George Mitchell Makes the U.S. Case

Settlement Report | Vol. 20 No. 1 | January-February 2010

On the Settlement Moratorium and East Jerusalem

If you want to get 60 percent, do you begin by asking for 60 percent? . . . So what we got was—what we got was a moratorium, ten months, far less than what was requested, but more significant than any action taken by any previous government of Israel for the 40 years that the settlement enterprise has existed: ten months of no new starts in the West Bank, less than what we asked, much, much greater than any prior government has done. And we think over time it’s going to make a significant difference on the ground. . . .

The Israelis are not going to stop settlements in or construction in East Jerusalem. They don’t regard that s a settlement because they think that it’s part of Israel.

Settlements and the June 1967 Border


There is no doubt that [the settlements will have made a difference in terms of the way the final borders are determined]. That’s just a reality that’s going to have to be dealt with. You can ask wishfully that things might be as you’d like them to be, or you deal with them as they are, and I think we have to deal with them as they are, but there will be adjustments with swaps, and what I believe is that we can get an agreement on that once we get them in negotiations. I think here Charlie, the harder part is getting started than getting finished.

The Structure of Negotiations

What we want is a parallel process as the Israelis and the Palestinians talk in negotiations, Israel, the Palestinians and all of the surrounding countries would meet to deal with regional issues, energy, water, trade, communications, transport, all of which have been discussed in the past but haven’t been brought to full fruition. And we think the way to move forward is an Israeli-Palestinian agreement, Israel and Syria, Israel and Lebanon, and full implementation of the Arab peace initiative. That’s the comprehensive peace in the region that is the objective set forth by the president and the Secretary of State. . . .
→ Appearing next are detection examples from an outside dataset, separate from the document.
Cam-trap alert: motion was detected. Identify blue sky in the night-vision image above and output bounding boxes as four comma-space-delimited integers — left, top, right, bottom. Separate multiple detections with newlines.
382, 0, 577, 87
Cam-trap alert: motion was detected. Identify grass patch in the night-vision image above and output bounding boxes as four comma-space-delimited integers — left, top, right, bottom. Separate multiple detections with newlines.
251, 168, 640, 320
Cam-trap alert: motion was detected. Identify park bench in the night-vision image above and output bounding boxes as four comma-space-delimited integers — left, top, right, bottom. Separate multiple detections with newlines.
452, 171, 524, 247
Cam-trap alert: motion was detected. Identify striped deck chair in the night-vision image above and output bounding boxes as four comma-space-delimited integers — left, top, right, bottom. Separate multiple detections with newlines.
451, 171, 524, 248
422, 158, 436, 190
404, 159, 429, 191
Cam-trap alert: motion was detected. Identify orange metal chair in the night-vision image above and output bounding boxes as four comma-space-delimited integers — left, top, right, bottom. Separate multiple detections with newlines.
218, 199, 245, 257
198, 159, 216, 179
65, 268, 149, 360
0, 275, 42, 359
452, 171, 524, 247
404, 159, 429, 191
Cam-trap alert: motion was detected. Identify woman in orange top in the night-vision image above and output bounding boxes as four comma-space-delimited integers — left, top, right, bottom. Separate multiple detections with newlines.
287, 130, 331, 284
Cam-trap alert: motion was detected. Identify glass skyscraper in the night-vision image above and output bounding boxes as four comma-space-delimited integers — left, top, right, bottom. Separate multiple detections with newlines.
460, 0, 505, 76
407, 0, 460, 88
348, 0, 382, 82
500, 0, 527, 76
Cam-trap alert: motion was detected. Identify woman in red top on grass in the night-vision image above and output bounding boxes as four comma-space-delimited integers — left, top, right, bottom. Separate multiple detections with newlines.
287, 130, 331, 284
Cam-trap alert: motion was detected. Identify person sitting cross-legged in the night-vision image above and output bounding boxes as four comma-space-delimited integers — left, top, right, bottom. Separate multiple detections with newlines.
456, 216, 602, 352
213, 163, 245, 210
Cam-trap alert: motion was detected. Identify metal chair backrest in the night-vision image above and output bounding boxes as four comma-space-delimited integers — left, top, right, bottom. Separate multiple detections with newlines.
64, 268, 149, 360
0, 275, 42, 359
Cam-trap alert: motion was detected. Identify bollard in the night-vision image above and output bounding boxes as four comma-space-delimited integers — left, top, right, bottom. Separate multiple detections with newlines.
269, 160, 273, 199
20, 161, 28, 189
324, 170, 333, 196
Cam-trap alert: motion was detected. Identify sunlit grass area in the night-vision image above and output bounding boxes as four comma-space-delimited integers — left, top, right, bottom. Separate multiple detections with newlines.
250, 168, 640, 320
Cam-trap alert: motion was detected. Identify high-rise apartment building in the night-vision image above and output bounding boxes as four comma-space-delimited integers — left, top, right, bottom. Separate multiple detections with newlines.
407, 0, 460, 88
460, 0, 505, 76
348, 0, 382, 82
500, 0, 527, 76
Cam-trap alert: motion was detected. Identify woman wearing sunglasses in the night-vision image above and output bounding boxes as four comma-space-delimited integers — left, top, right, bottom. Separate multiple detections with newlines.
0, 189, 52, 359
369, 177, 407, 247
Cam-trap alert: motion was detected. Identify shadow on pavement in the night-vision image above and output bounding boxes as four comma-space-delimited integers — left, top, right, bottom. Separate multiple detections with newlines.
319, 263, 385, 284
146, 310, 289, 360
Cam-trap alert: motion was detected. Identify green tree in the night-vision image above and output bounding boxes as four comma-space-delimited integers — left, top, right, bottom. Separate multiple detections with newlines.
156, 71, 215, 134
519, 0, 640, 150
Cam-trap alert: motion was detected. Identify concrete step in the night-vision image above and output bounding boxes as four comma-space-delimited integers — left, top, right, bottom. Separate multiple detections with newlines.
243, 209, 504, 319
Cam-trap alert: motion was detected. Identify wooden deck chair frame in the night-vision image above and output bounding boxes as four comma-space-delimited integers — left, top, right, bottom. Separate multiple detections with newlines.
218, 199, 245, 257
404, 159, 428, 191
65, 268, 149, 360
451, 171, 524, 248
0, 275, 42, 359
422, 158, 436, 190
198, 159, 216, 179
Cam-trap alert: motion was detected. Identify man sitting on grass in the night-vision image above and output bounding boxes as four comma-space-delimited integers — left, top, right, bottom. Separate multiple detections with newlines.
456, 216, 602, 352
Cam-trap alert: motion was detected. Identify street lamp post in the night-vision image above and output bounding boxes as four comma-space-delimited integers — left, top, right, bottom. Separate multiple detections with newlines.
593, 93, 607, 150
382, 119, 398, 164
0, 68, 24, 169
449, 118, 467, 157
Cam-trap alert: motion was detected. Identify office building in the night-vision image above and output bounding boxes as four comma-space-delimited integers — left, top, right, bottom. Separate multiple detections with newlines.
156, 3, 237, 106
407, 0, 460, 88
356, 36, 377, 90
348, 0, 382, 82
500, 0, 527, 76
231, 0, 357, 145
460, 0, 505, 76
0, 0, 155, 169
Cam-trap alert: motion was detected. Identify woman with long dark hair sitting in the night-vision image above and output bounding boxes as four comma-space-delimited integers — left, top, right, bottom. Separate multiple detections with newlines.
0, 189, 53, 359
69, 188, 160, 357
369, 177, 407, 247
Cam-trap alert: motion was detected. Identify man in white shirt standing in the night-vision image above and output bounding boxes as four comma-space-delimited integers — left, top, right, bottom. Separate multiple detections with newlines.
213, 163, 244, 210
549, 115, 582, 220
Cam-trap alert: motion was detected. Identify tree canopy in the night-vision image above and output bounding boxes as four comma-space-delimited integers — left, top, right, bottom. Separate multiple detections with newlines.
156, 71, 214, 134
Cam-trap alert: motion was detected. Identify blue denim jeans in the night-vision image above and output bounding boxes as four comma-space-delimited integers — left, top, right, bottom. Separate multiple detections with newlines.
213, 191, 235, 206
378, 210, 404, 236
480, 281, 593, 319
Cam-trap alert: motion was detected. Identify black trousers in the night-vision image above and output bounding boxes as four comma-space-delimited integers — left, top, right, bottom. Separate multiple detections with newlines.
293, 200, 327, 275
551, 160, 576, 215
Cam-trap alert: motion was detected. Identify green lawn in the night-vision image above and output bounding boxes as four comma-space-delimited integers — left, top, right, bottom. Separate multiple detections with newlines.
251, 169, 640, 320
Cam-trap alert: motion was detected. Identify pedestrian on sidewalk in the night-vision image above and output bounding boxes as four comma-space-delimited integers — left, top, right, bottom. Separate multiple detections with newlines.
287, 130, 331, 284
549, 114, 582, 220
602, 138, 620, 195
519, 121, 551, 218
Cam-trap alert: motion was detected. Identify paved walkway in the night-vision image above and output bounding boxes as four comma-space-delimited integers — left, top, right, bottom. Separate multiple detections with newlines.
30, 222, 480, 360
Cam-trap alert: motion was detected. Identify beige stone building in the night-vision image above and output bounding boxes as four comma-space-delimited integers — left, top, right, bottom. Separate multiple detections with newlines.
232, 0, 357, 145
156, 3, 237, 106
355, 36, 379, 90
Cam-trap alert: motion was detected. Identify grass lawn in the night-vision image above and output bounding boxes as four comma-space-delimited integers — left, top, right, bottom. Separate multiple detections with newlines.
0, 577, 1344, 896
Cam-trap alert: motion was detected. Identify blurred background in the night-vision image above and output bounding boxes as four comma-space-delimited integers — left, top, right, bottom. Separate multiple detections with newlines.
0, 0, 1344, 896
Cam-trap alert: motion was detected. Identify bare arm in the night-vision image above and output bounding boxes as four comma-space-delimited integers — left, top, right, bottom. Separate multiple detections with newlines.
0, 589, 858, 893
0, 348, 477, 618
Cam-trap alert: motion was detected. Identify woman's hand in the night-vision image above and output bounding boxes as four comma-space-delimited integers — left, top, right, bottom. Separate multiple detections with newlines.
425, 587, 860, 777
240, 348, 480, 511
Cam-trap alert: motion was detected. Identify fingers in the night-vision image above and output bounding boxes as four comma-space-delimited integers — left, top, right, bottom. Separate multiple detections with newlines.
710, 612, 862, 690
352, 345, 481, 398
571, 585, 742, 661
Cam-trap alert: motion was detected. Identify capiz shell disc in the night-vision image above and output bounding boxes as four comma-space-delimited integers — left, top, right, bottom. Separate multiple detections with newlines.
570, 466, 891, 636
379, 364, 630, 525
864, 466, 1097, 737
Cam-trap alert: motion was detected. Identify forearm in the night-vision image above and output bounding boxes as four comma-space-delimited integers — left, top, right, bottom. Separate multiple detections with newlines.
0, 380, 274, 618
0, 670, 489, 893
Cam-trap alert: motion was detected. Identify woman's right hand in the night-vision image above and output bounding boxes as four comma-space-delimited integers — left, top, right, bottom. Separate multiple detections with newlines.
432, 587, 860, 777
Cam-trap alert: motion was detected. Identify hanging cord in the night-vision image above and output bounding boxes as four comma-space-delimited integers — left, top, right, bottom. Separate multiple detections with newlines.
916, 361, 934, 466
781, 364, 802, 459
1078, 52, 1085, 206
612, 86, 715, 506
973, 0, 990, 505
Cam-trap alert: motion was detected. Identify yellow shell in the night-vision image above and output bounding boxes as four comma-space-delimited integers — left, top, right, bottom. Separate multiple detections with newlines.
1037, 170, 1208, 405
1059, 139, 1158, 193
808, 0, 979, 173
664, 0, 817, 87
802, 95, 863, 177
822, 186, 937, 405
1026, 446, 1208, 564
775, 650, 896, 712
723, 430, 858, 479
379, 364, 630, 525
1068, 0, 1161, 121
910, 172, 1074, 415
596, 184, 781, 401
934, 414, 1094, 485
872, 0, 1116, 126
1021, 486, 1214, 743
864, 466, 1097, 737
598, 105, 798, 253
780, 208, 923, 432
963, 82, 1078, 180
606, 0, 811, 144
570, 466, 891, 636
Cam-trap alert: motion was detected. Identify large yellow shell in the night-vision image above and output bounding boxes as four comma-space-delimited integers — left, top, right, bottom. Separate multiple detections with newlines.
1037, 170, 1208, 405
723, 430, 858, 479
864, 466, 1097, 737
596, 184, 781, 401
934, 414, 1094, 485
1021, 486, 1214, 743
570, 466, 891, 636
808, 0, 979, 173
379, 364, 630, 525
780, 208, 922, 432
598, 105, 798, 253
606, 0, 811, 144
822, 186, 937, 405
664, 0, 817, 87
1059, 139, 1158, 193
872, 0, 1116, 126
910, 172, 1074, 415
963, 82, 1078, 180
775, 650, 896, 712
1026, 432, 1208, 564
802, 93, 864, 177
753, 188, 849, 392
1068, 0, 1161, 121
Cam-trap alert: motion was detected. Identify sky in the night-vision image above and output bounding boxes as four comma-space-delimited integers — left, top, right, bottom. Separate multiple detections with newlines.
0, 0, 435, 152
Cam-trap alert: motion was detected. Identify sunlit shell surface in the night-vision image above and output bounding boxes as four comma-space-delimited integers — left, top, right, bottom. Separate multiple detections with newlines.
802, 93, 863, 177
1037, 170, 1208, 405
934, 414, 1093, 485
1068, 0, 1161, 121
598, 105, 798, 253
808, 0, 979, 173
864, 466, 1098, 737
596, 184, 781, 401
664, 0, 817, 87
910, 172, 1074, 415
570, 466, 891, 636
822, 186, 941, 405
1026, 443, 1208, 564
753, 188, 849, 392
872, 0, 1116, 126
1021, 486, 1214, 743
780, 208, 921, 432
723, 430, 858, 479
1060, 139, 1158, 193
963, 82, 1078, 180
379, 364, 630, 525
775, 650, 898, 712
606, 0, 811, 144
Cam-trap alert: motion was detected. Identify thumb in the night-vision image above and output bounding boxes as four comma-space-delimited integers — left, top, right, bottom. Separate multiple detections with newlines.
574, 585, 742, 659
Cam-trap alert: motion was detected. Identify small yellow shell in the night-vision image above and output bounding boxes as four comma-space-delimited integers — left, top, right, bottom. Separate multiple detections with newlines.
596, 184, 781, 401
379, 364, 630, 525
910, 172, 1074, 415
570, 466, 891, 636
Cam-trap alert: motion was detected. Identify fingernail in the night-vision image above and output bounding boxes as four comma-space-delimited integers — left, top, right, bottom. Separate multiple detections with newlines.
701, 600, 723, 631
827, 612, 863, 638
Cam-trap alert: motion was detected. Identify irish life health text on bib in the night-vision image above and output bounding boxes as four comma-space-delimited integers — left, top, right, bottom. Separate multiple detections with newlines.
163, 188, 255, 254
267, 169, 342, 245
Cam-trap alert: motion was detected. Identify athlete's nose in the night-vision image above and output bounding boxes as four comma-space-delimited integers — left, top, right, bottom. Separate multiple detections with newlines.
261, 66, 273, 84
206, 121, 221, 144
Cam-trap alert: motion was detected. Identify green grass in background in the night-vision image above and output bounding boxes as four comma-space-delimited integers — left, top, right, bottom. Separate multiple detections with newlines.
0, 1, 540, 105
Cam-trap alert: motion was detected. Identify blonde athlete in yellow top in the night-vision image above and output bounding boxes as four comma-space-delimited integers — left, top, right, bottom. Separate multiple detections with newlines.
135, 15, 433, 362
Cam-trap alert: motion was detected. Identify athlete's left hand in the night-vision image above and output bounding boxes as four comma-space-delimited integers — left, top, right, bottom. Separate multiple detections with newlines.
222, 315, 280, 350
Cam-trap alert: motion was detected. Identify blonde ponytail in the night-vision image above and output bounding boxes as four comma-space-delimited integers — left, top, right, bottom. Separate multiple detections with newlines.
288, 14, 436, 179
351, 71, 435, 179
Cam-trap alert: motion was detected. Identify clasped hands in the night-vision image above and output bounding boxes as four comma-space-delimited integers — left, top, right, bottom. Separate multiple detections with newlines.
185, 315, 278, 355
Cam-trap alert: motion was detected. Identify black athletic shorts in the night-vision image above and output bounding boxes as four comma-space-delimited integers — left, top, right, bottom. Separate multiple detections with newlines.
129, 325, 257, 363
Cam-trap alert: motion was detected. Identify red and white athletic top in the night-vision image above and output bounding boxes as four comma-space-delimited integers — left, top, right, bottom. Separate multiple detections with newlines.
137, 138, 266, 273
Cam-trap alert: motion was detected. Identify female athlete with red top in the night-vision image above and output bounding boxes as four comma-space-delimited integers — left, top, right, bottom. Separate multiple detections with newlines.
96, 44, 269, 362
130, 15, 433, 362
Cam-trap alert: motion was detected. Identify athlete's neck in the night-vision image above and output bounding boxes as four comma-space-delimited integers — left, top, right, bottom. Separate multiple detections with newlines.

We’re going to tell them that we think the time has come to enter negotiations and that we think—we will lay out what we think is a proper basis for doing so, a timeframe for achieving agreement, a method for negotiating that we think will achieve the desired. . . .

A Hamas-Israel Prisoner Exchange

Well, that will not build confidence with the Palestinian Authority because it will, in fact, be seen as a validation of Hamas’ tactics, which is violence resistance. . . . It does send the message that their violent resistance has paid off. And of course it will lead others around the world to seek more hostages. . . . But what we think is that there should also be actions taken with respect to the Palestinian Authority, which believes in peaceful negotiation. And that’s the approach that ought to be rewarded.

The U.S. Commitment

So we’re making an intense effort to demonstrate that we are committed to this process. And let me make clear, when we get into a negotiation, we’re going to be involved in an active, sustained and determined way, to try to encourage the parties to reach what I believe is an agreement that is possible. . . . we think the way to approach this is to try to persuade the parties what is in their self interests. And we think that we are making some progress in that regard, and we are going to continue in that effort and we think the way to do that is to get them into negotiations. . . .

There is no entity on the face of this Earth, other than the United States government, no public or private entity, that can create the context within which an agreement is possible and most importantly can ensure, to the extent humanly possible, that full implementation will occur. And that requires a president and a Secretary of State who are committed and determined. And believe me, we have them now.